Many conservation groups say U.S. Supreme Court nominee Neil Gorsuch is too conservative and too much like the man he would replace, the late Justice Antonin Scalia, to be a friend of the environment.
But when it comes to Gorsuch’s judicial record on issues like pollution and environmental regulation, he can’t be painted as someone who always finds in favor of businesses, according to an Associated Press review of his rulings.
“I’m willing to, for now, stipulate, as we like to say, that he’s going to come at these things neutral and if he doesn’t think an agency’s interpretation is credible he’s going to say so,” said Pat Parenteau, a professor at Vermont Law School. “Sometimes that’s going to cut in favor of the environment and sometimes it’s going to cut against the environment and I don’t know how much of that concern actually weighs into his decision making.”
As a judge for the Denver-based 10th U.S. Circuit Court of Appeals, Gorsuch has ruled both for and against environmental causes.

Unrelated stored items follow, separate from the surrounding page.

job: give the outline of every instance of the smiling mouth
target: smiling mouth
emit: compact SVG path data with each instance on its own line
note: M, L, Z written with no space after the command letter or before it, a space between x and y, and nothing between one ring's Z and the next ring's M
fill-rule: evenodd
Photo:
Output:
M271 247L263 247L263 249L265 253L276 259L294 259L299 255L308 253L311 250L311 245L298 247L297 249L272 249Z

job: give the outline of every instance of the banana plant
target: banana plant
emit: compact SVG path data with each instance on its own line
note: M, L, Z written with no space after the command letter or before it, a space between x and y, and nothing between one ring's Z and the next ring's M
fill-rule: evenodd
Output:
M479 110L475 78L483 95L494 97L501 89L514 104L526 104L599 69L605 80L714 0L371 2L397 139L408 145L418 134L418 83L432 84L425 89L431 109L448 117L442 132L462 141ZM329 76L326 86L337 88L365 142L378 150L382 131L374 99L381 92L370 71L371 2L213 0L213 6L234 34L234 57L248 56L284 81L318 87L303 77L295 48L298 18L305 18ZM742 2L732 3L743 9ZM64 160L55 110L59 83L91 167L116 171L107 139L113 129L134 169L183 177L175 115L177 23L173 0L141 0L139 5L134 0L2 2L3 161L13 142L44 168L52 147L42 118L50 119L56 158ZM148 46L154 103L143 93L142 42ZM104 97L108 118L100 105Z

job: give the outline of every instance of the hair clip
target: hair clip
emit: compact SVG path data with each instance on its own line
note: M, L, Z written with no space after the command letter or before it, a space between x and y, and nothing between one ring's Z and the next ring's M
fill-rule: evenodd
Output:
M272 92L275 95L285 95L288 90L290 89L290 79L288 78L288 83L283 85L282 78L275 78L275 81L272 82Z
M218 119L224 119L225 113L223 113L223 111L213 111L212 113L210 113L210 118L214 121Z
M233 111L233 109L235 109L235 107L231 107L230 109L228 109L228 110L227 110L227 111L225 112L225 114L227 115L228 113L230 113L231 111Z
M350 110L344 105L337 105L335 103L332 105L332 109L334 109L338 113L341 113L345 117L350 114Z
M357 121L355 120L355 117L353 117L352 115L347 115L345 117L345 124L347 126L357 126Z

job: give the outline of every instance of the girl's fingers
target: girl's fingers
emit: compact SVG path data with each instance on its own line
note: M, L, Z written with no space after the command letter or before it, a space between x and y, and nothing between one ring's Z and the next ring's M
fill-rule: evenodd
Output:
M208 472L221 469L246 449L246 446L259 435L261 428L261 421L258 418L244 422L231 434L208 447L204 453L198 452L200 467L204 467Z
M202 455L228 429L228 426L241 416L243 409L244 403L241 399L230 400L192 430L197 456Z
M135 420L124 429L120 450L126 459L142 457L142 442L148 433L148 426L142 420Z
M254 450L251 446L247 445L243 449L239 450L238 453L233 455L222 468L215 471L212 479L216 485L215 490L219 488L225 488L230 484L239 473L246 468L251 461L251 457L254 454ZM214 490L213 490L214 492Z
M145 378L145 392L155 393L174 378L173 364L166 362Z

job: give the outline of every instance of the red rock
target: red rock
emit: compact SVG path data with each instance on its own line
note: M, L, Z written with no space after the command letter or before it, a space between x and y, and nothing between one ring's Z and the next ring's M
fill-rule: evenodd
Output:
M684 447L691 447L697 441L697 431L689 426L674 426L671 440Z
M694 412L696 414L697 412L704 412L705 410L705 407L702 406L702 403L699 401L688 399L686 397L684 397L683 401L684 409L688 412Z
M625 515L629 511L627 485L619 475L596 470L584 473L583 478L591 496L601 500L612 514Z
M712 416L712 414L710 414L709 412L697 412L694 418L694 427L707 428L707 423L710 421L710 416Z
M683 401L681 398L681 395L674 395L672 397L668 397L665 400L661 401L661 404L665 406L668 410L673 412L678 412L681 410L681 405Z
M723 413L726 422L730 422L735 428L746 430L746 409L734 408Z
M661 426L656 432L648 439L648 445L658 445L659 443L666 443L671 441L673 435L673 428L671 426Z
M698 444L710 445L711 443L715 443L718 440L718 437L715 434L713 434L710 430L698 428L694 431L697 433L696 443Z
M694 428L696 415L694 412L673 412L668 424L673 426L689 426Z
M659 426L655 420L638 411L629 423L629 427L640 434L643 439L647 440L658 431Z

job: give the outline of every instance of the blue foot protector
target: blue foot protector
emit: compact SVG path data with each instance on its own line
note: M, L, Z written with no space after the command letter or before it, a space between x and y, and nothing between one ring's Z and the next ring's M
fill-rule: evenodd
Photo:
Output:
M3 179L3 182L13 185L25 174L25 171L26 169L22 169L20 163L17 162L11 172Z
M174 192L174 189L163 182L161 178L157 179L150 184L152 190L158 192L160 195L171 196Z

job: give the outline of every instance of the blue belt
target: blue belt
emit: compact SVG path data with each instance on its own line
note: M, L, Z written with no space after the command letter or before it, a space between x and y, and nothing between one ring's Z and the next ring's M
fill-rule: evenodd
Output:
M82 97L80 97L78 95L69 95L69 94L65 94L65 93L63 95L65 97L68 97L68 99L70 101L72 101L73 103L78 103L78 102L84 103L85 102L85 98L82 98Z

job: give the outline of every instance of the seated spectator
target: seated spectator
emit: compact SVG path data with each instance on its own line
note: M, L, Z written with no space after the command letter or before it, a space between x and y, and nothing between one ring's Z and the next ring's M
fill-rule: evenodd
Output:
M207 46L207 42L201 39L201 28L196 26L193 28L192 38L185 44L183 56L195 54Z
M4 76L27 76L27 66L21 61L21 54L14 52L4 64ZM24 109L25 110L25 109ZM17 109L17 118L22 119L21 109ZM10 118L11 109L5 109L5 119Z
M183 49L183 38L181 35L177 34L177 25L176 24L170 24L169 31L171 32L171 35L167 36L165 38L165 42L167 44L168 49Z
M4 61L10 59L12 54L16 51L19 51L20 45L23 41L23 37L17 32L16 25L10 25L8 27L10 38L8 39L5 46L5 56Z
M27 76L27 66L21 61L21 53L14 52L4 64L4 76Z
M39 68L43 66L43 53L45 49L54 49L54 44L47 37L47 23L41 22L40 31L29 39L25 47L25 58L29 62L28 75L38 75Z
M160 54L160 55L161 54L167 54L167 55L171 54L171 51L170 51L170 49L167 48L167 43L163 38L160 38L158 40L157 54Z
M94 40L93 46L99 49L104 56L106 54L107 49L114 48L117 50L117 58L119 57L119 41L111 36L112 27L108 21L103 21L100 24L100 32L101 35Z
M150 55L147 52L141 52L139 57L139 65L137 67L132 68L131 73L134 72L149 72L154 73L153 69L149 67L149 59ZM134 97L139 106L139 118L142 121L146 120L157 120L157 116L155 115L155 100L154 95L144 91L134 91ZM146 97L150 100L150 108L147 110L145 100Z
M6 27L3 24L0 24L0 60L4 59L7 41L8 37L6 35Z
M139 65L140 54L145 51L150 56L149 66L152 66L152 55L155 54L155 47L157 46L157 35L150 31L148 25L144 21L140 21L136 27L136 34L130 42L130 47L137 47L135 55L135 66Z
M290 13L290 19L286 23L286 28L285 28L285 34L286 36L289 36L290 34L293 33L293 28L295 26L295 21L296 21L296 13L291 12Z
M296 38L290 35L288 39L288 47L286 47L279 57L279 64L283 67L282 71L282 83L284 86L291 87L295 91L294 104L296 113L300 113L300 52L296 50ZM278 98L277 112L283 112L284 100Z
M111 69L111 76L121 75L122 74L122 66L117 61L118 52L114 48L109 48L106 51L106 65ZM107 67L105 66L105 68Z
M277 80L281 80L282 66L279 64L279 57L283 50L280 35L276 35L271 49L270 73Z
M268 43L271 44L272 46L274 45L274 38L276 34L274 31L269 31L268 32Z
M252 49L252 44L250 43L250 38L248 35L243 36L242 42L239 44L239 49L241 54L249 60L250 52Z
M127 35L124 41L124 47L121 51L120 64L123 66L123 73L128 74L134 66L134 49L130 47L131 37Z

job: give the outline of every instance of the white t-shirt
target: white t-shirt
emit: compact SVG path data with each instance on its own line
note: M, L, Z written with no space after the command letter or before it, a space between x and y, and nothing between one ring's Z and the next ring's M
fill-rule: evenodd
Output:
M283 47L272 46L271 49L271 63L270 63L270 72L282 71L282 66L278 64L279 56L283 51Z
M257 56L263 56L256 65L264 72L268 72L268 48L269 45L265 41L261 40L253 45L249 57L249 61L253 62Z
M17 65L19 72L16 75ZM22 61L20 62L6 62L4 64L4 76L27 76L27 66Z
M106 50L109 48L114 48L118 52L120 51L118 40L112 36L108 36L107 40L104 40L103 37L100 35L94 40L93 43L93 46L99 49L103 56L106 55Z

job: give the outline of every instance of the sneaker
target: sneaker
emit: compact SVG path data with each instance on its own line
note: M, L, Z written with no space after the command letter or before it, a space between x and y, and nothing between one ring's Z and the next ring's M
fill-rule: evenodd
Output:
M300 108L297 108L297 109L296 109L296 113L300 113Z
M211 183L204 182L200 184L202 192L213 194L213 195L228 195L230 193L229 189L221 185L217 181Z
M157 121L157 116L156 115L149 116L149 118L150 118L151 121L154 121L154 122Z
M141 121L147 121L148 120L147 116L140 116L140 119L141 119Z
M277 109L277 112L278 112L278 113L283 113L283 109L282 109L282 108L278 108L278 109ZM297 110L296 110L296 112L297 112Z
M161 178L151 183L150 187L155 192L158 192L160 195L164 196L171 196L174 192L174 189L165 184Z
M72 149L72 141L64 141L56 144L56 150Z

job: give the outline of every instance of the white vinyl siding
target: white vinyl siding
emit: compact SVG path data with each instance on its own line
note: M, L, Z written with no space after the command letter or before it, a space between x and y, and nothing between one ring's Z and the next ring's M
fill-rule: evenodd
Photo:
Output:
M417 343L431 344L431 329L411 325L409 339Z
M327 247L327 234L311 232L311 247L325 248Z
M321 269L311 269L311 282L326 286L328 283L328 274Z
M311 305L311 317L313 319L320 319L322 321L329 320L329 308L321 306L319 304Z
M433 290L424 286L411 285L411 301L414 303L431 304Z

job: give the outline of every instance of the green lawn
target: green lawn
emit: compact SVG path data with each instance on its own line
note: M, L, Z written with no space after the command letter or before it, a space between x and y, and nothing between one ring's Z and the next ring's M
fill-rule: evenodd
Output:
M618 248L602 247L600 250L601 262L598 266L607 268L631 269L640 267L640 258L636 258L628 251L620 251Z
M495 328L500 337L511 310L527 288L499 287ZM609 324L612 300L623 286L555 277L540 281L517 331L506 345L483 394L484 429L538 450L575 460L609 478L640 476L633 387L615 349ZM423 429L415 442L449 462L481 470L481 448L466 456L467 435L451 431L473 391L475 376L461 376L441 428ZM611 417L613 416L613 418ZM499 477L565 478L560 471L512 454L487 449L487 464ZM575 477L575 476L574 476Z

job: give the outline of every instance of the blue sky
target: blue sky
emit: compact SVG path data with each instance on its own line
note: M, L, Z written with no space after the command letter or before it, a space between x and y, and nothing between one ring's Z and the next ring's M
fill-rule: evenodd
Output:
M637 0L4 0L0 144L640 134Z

He voted in 2015 to uphold a Colorado law that requires 20 percent of electricity sold to consumers in the state come from renewable sources.
In 2010, Gorsuch sided with the Environmental Protection Agency when a magnesium company challenged the EPA’s new interpretation of a rule regulating byproducts created by mining in Utah. The company said the byproducts were exempt under a previous interpretation, but Gorsuch said that interpretation was “at best” tentative, so the agency was free to issue a new one.
But Gorsuch has also ruled against the EPA, as in a 2010 case in which the court found that the agency was wrong to classify land in New Mexico as Indian country when a company sought to obtain a mining permit. If the land, which was not on a reservation, were classified as Indian country, the company would have needed to obtain a permit from the EPA rather than the state.